DUBAI: Iran’s Foreign Minister Abbas Araghchi has criticised the World Economic Forum (WEF) for rescinding his invitation to the annual meeting in Davos amid his government’s harsh crackdown on nationwide protests, accusing the forum of succumbing to Western pressure and applying “blatant double standards.”

The WEF confirmed that Araghchi will not attend this year’s summit, running until Jan. 23, saying that “although he was invited last fall, the tragic loss of lives of civilians in Iran over the past few weeks means that it is not right for the Iranian government to be represented at Davos this year.”

In a series of posts on X, Araghchi rejected the decision, claiming his appearance was cancelled “on the basis of lies and political pressure from Israel and its U.S.‑based proxies and apologists.”

The Iranian minister criticised what he called the WEF’s “blatant double standards” for keeping an invitation open to Israel’s president despite ongoing allegations of civilian deaths in Gaza.
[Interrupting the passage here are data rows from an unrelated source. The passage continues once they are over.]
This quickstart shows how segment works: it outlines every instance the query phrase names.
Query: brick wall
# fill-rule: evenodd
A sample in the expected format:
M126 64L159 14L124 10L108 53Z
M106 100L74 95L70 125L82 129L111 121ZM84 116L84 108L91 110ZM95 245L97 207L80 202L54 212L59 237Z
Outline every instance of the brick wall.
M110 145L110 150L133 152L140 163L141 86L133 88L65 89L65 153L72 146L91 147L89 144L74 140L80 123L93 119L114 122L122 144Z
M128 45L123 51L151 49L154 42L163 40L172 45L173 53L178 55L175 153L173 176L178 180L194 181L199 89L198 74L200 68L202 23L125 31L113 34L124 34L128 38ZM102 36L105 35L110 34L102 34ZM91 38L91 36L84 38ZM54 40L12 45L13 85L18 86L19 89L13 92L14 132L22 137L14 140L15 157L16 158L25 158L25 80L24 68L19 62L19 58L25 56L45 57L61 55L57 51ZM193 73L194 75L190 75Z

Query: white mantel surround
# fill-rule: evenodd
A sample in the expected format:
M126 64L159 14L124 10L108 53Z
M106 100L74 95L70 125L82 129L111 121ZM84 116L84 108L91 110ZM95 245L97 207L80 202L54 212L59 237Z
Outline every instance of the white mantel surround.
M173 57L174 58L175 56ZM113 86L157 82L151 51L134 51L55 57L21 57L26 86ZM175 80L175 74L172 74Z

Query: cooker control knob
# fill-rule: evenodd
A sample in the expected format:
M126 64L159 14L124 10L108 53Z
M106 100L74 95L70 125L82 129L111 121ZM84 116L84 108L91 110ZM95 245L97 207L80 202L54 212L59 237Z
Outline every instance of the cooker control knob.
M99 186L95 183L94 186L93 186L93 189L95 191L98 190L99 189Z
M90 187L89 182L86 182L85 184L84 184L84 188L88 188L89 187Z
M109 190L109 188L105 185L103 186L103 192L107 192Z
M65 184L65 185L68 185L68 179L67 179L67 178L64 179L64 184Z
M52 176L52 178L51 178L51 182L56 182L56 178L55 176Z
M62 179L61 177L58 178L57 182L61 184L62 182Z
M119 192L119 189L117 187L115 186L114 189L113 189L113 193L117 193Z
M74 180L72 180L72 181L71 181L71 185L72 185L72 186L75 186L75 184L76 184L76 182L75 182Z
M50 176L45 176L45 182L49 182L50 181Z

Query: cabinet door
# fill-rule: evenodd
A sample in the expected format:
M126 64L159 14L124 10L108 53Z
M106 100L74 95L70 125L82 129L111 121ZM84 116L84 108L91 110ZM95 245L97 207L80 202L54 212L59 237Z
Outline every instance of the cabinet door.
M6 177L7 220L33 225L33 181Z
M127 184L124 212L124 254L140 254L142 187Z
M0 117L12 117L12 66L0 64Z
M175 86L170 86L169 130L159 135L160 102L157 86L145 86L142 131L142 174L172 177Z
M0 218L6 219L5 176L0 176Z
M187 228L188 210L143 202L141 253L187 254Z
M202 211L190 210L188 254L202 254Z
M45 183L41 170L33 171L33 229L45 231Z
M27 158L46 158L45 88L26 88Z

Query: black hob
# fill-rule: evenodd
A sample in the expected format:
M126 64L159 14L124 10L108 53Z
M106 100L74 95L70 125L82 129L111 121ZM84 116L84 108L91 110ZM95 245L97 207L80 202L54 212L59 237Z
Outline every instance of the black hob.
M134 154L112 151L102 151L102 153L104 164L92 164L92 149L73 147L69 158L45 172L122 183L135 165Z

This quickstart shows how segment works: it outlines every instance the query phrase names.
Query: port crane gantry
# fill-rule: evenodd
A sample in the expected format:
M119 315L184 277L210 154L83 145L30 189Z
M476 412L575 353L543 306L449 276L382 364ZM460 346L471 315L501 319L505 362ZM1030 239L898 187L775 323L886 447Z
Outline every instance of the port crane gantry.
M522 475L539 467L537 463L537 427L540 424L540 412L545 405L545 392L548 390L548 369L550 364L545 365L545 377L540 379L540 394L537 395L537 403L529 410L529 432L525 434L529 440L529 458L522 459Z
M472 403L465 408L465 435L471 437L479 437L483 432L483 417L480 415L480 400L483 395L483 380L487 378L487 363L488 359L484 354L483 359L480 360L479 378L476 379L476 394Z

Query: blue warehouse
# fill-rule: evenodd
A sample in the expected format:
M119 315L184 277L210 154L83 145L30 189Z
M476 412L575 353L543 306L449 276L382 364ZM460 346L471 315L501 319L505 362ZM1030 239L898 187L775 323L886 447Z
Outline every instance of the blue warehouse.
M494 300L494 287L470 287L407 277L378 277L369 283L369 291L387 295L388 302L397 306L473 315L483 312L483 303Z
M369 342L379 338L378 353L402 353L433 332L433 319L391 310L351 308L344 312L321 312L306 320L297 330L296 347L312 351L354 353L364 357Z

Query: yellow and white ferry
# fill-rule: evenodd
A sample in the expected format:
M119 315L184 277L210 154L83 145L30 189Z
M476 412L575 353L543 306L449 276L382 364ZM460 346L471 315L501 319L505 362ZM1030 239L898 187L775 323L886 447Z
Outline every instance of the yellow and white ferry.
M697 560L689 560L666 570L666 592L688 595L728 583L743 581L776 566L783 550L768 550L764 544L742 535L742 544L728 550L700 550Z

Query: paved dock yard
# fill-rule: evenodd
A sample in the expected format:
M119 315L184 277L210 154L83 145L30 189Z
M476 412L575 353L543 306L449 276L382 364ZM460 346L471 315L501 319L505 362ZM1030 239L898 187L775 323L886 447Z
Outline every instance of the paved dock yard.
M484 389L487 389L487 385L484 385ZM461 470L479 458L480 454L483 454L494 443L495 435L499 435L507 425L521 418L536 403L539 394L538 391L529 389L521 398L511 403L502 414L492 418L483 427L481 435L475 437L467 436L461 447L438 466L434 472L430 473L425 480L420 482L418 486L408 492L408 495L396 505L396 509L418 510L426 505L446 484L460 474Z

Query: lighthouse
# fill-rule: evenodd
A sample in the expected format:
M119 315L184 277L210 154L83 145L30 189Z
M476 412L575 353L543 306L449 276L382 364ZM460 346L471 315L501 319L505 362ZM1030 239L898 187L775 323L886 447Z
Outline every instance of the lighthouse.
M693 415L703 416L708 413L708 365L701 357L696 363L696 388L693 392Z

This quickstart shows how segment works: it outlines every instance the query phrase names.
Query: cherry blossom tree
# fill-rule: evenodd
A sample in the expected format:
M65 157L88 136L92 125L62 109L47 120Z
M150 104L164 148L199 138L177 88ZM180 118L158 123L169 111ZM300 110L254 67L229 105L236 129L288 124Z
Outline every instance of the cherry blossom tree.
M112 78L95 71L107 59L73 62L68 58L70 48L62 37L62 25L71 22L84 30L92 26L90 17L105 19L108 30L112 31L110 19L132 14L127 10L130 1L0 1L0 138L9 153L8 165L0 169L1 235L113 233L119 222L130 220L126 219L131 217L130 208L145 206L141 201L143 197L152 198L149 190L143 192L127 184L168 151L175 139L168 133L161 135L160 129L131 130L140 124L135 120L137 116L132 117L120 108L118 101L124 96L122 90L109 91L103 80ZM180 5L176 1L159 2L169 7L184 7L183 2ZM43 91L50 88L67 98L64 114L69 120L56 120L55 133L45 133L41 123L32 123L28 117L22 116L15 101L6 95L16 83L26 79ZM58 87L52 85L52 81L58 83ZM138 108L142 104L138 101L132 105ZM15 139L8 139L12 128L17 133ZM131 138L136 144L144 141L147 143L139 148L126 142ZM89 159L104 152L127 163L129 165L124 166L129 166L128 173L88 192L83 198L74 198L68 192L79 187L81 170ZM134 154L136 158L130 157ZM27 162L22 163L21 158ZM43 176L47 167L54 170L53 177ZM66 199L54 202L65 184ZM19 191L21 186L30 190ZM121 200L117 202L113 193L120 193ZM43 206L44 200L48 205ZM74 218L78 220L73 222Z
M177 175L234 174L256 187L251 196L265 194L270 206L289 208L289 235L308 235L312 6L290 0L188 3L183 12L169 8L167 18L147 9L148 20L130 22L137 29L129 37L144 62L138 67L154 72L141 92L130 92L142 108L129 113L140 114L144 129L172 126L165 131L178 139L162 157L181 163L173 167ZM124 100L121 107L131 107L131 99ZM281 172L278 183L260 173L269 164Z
He also referenced Israeli President Isaac Herzog’s participation in last year’s forum in Davos in January 2024 despite facing charges of genocide at the International Criminal Court. 

“If WEF wants to feign a supposedly ‘moral’ stance, that is its prerogative. But it should at least be consistent about it,” Araghchi wrote, arguing that the decision exposed a “moral depravity and intellectual bankruptcy.”